Miles de miembros del Sindicato de Actores de Estados Unidos (SAG-AFTRA, en inglés) iniciaron este viernes su huelga tomando las calles de Hollywood en un ambiente de lucha entusiasta y combativa.
“¡Sin contratos no hay actores!” y “¡SAG-AFTRA fuerte!”, gritaban los intérpretes de la unión en la puerta de la plataforma Netflix en Los Ángeles, que en su protesta estuvieron acompañados por la presidenta del sindicato, la actriz y escritora Fran Drescher.
“Estoy impresionada por el nivel de apoyo que hemos recibido de parte del público y los fans. ¡El mundo está de nuestro lado!”, dijo Drescher, quien es mundialmente conocida por su papel de la niñera Fran en la serie noventera The Nanny.
Los actores anunciaron el jueves que comenzarían este viernes una huelga que promete paralizar en su totalidad a la industria del entretenimiento en Hollywood, avecinando una crisis millonaria para el gremio y una ola de cancelaciones de producciones, premios, convenciones y promociones.
La decisión llegó después de que las negociaciones con la Alianza de Productores de Cine y Televisión (AMPTP, en inglés) para la firma de un nuevo convenio colectivo terminaran sin ningún acuerdo la noche del 12 de julio.
Este viernes arrancaron los primeros piquetes a las afueras de los grandes estudios en Los Ángeles y Nueva York. Por primera vez en 63 años, su huelga es simultánea a la de los guionistas de Hollywood, que comenzaron su protesta por motivos similares el pasado 2 de mayo.

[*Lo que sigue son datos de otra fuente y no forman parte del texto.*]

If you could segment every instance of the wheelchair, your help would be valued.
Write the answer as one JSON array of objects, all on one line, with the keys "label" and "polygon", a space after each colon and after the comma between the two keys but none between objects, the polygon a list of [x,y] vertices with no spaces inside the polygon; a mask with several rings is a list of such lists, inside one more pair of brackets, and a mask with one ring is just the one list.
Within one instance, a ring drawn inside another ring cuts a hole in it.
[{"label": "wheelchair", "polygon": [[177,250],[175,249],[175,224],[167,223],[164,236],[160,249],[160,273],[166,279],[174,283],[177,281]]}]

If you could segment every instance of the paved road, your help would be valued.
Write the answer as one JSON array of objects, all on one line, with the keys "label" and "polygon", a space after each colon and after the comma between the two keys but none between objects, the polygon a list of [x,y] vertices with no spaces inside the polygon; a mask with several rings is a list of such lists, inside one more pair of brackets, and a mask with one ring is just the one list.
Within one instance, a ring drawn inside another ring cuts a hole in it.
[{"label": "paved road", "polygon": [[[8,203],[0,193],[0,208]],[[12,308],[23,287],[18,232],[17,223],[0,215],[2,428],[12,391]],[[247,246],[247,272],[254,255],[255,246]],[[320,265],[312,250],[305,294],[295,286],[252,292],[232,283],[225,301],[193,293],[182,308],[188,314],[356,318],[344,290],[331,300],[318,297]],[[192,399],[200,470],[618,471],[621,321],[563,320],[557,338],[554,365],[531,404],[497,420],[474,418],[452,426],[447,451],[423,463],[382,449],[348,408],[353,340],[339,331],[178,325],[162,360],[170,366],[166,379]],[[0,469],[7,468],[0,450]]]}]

La presencia de Drescher revolucionó a los presentes, que se amontonaron en las aceras para entrevistarla o para acercase a ella y agradecerle su apoyo y representación.

Un día antes, la actriz dio un feroz discurso ante la prensa en el que acusaba a los grandes estudios de ser empresas “codiciosas” y señalaba que los actores estaban siendo sus “víctimas”.
“Creo que Fran planteó una cuestión muy importante ayer con su discurso y es verdad que nosotros somos las víctimas de esta situación. Estamos en una posición muy vulnerable”, dijo a EFE Shawn Hatosy (Public Enemies, 2009).
Los actores exigen un aumento del salario mínimo, mermado por la inflación y el streaming, la regulación de los derechos de imagen con respecto a la inteligencia artificial y la cobertura del costo de las audiciones autograbadas.